VwGH: Qualifikation von minderjährigen ledigen Kindern als Familienangehörige iSd § 35 Abs 5 AsylG 2005
Der VwGH hat bereits wiederholt ausgesprochen, dass für die Qualifikation von minderjährigen ledigen Kindern als Familienangehörige nach dem klaren Wortlaut des § 35 Abs 5 AsylG 2005 der Zeitpunkt der Antragstellung maßgeblich ist
§ 35 AsylG 2005, Familienzusammenführung-RL
GZ Ra 2022/18/0309, 16.02.2023
VwGH: Die Revision sieht eine Rechtsfrage grundsätzlicher Bedeutung im Fehlen von Rsp des VwGH zur Frage, ob es zur Beurteilung der Voraussetzung der Minderjährigkeit eines (ledigen) Kindes eines Fremden, dem der Status des Asylberechtigten zuerkannt wurde, stets auf den Zeitpunkt der Stellung des Antrages des Kindes auf Erteilung eines Einreisetitels nach § 35 AsylG 2005 ankommt, und zwar auch im Fall einer „langjährigen“ Dauer des Verfahrens, das zur Zuerkennung des Status des Asylberechtigten geführt hat.
Der VwGH hat jedoch bereits wiederholt ausgesprochen, dass für die Qualifikation von minderjährigen ledigen Kindern als Familienangehörige nach dem klaren Wortlaut des § 35 Abs 5 AsylG 2005 der Zeitpunkt der Antragstellung maßgeblich ist.
Soweit die Revision sinngemäß geltend macht, das Abstellen auf den Zeitpunkt der Stellung des Antrages auf Gewährung eines Einreisetitels gem § 35 AsylG 2005 zur Beurteilung der Voraussetzung der Minderjährigkeit widerspreche der Richtlinie 2003/86/EG (Familienzusammenführungsrichtlinie), ist darauf hinzuweisen, dass sich der VwGH bereits in seinem Erkenntnis vom 22. November 2017, Ra 2017/19/0218, ausführlich mit dem Verhältnis zwischen der Familienzusammenführungsrichtlinie und § 35 AsylG 2005 auseinandergesetzt hat.
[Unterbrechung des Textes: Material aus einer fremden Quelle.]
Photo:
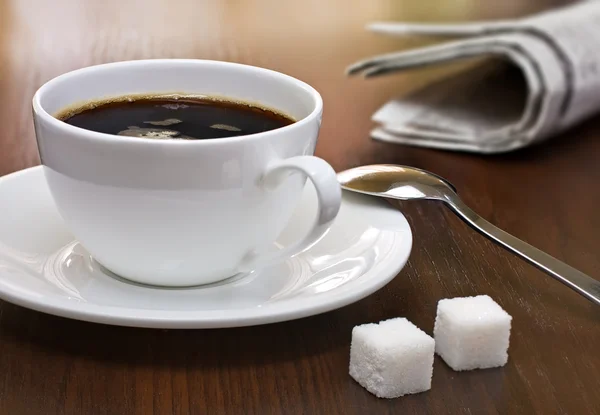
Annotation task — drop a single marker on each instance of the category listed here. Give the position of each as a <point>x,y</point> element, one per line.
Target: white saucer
<point>43,268</point>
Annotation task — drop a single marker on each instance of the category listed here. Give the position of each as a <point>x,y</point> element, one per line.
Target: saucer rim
<point>284,310</point>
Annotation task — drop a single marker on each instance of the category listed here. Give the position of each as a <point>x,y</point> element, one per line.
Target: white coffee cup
<point>179,212</point>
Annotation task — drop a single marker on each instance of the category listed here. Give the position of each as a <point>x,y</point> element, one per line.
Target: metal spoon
<point>409,183</point>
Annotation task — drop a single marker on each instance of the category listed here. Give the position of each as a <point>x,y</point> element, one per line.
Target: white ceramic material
<point>178,212</point>
<point>43,267</point>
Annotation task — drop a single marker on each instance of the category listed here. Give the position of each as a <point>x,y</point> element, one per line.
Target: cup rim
<point>41,112</point>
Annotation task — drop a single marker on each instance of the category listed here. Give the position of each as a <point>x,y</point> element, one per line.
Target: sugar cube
<point>392,358</point>
<point>472,333</point>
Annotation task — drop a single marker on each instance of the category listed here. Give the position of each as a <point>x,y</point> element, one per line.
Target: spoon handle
<point>577,280</point>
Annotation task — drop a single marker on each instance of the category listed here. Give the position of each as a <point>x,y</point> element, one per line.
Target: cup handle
<point>329,194</point>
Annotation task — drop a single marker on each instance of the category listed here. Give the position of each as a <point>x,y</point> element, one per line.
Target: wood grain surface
<point>547,196</point>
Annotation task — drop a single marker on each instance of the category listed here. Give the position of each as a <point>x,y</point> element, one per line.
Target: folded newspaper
<point>542,77</point>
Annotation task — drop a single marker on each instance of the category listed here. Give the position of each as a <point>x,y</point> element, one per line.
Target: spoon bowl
<point>410,183</point>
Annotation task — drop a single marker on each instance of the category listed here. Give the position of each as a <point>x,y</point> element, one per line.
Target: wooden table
<point>548,196</point>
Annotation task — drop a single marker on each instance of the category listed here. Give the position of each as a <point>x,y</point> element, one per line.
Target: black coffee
<point>184,118</point>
Aus den im letztzitierten hg Erkenntnis genannten Gründen ist es nicht geboten, den Anwendungsbereich des § 35 AsylG 2005 zu erweitern, zumal dieser nur eine von mehreren im österreichischen Recht vorgesehenen Möglichkeiten der Familienzusammenführung darstellt, und zwar mit dem asylspezifischen Zweck, für die nachziehenden Personen nach Einreise in das Bundesgebiet ein Familienverfahren iSd § 34 AsylG 2005 zu eröffnen und ihnen denselben Schutz wie dem bereits in Österreich aufhältigen Angehörigen zu gewähren. Dies kommt fallbezogen aber nicht in Betracht. Dass eine unionsrechtliche Verpflichtung bestünde, der Revisionswerberin eine solche Rechtsstellung zu verschaffen, ist auch aus den einschlägigen Urteilen des EuGH zur Richtlinie 2003/86/EG (Familienzusammenführungsrichtlinie) nicht abzuleiten.